Officials in Raleigh have been having "ongoing" conversations with Google about where the fiber huts needed for the Internet service might be placed, according to a report in the Triangle Business Journal. Another story in the Charlotte Observer quoted a city official there as having "very positive" talks with Google.

The Charlotte Observer article also noted, "In November, a representative of the Moore & Van Allen law firm in Charlotte incorporated a North Carolina entity for Google Fiber, according to N.C. Secretary of State records."

City officials in Charlotte have already issued a list identifying 31 locations where Google could install the fiber huts it needs for the high-speed service. And the WRAL TechWire cited several unnamed sources who said that Google has contacted area engineering firms and other companies that would be needed to help create a local fiber infrastructure.
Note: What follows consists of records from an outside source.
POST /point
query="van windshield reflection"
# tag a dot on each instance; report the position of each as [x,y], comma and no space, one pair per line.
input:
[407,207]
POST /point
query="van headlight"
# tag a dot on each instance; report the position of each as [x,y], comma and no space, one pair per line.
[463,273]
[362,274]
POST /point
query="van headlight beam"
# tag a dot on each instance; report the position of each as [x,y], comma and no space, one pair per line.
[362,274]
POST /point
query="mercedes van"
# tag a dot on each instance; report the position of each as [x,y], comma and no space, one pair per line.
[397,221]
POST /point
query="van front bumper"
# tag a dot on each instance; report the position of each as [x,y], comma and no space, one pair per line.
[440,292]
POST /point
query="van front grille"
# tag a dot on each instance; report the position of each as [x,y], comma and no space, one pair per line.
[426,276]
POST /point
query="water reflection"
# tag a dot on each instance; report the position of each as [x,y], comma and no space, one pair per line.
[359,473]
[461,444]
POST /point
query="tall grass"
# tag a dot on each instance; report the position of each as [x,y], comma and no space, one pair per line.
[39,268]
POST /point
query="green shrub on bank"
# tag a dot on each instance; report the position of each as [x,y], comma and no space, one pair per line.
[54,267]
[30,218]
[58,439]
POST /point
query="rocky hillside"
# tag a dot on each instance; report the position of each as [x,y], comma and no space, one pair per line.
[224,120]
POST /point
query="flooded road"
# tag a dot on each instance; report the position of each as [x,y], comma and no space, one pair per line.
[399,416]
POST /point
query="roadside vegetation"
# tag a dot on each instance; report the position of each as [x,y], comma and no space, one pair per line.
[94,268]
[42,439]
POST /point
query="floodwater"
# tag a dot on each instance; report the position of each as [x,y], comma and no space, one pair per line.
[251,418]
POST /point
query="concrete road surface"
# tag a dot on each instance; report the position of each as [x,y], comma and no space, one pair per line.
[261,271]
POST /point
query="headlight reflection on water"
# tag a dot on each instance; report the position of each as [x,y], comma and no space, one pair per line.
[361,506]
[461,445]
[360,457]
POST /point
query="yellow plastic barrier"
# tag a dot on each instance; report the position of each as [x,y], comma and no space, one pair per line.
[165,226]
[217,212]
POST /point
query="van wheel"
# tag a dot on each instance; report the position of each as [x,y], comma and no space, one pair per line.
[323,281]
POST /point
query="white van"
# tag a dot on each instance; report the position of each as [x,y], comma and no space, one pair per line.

Obama Urges Broadband Development

There is growing support for faster Internet service in the U.S., which currently ranks 13th in global network speeds. A statement issued by the White House earlier this month noted that high-speed, low-cost broadband promotes economic growth, and President Obama has called for faster development of such services through greater competition, removal of regulatory hurdles, investment incentives, and grant and loan programs.

Alan Fitzpatrick, co-founder of Charlotte Hearts Gigabit, told us: "The killer app for local fiber networks is economic development. Specific areas where it could help our region include: Healthcare, Clean Energy, Education and Workforce Development, Advanced Manufacturing, Emergency Preparedness and Public Safety, and Transportation."

He added, "One of the benefits we've already seen from Google Fiber considering Charlotte is AT&T and TWC both committing to improve their offerings in the region."